Article 29 of the Petroleum and Petroleum Substitute Fuel Business Act (hereinafter “the Act”) provides that anyone shall not manufacture, import, or sell pseudo petroleum products, and that such products shall not be stored, transported, stored, or used with the knowledge that they are pseudo petroleum products. Article 2 Subparag. 10 of the Act provides that “pseudo petroleum products” means products manufactured by mixing petroleum products or petrochemicals with other petroleum products or petrochemicals, regardless of their names, and are manufactured for the purpose of using them or using them as fuel for automobiles provided for in Article 2 Subparag. 1 of the Automobile Management Act and vehicles and machinery prescribed by the Presidential Decree (limited to those using gasoline or light oil as fuel) (excluding alternative fuel provided for in Article 2 subparag. 11 of the Act). Meanwhile, the above Act aims to ensure the stability of supply and demand and prices of petroleum products and alternative fuel products with the knowledge that they are pseudo petroleum products, thereby contributing to the development of the national economy and improvement of the quality of such products (Article 1), and ultimately, the legislative purpose of Article 29 of the Act, including the legislative purpose of protecting similar petroleum products from sale and sale of petroleum products in light of Article 29 of the Act.

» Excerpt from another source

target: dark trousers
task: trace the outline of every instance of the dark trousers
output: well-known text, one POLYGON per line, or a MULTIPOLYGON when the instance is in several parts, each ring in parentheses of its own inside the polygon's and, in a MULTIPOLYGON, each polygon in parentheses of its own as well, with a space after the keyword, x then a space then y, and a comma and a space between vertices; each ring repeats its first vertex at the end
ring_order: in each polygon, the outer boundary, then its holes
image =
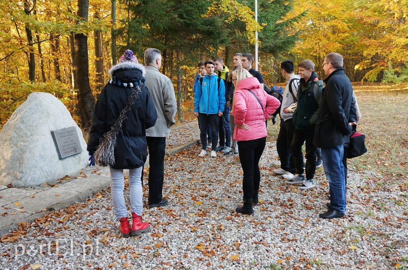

The lower court determined that the lower court: (a) even though small and mediumer and Helcers are not used as fuel for automobiles, etc. separately; (b) it can be used as fuel for automobiles, etc. if small and mediumer and Helcers are mixed in the ratio of 1:1; (c) the Defendant anticipated that small and mediumer and Helcers will be used as fuel for automobiles, etc., mixed in the first time from small and mediumer and parterer in the proportion of 1:1; (d) manufactured one small and mediumer and one part of Helcers in the form of one set and sold them as one set; and (e) the products made up of Article 1 can be used as fuel for automobiles, etc. without undergoing a separate processing process, and thus, can be seen as having the principal ingredients of the fuel for automobiles, etc.; (e) made it possible to treat them differently from finished products such as automobile, etc., and, even if only one of small and mediumer or Melcers products can be independently distributed as fuel for gasoline, etc.; and (e) made it constitutes one set of carbon and one set.

In light of the above legal principles and records, the above judgment of the court below is just and acceptable, and there is no error in the misapprehension of legal principles as to the manufacture or sale of pseudo petroleum products prohibited under Article 29 of the Act, as otherwise alleged in the ground of appeal.

The judgment cited in the ground of appeal is not related to the interpretation and application of the law applicable to this case, and it is not appropriate to be invoked in this case.

3. As to the assertion of unreasonable sentencing

In this case where a minor sentence to the defendant is sentenced to imprisonment for more than ten years, the reason that the amount of punishment is unreasonable shall not be a legitimate ground for appeal.

4. Conclusion

Therefore, the appeal is dismissed, and part of the detention days after the appeal is included in the original sentence. It is so decided as per Disposition by the assent of all participating Justices on the bench.